Previously, I talked about the entrepreneurship training on April 3-6. I followed up with those who attended, but I didn’t expect them to have started yet. I thought I would follow up, encourage them to get going, and then wait until June to see some progress.
To my surprise, 5 of the 7 that I visited had already started.
- Peter Manana (upper pictures) found a friend and they started a vegetable garden on a 20 x 5 meter piece of land that his friend’s father owned.
- Rajabu Masudi (lower picture) started selling phone lines for 2 different networks. For each line, he makes fifty cents, in addition to a small monthly salary.
- Mama Leah Augustino started buying fresh minnows at the lake shore and selling them at a market a few miles away. For each gallon, she makes $4 of profit. She has also started selling fried peanuts, and would like to start selling bar soap, once she gets $15 of capital.
- Elder Steven Baruani found another elder who would pay for the materials for a small chicken house, provided that Elder Steven would do the work of building it. Now that they are finished, both men have the right to use the chicken house. Elder Steven is just waiting for a little money to buy a few chickens. They run about $5/chicken.
- Elder Isaya Sango took a $20 loan from the Pamoja savings group to buy the materials to start making soap. He paid back the loan, and has now made $30 profit.
It seems that all of these folks already knew about these opportunities before the entrepreneurship training. What the entrepreneurship training seems to have given them is confidence. Apparently, this is all they needed to get going.
I also want to share some thoughts I have about this last year of serving in Northern Tanzania. (Monday, May 15th, was one year exactly. The title means “One Year”.)
I’m trying to live the same kind of life the Tanzanians live.
But am I just sacrificing efficiency? Would the Tanzanians prefer that I just get to work instead of worrying with living the same kind of life they live?
When folks ask me for money, I either say no or give them tiny amounts. I reason that the money I have was donated to me for the work I’m doing, and that this work will help them to provide for themselves.
But when I don’t give, I’m either depriving them of their immediate physical needs, or accusing them of lying about their needs. Can I be justified in depriving someone of their physical needs?
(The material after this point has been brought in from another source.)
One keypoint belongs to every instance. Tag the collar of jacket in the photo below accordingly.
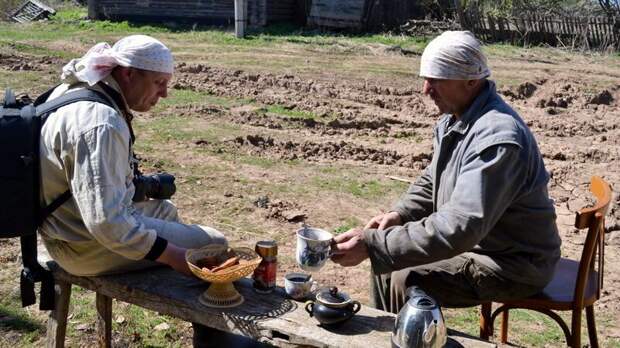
(118, 96)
And do I want to become a suspicious, cynical person who tends to believe that people are lying about their needs?
I don’t talk about Jesus much. I try to live like him, and show what a self-sacrificing servant leader looks like. Jesus gets talked about a lot in these churches, but self-sacrifice remains rare among the leaders.
But might it help them to hear it more clearly? Could that be why it doesn’t influence their lives, that Jesus isn’t explained enough?
When I don’t see quick results, I don’t feel too worried. Cross-cultural love is a long-term sort of love that takes years to mature and show results. If I focus on building a strong foundation, then the results will be much greater than they would be if I had worried about seeing results every few months.
Or am I a dreamer? Am I hiding from results because, well, it’s easier if you don’t have to be bothered by them?
I don’t write this to say, “Please tell me that I’m right”. These questions describe real areas of doubt, where I could change my mind. If you think I should change my mind, I’d love to talk with you over email, on Skype, or when I’m in the States. Thank you for listening, and for the times that you have prayed for me, friends.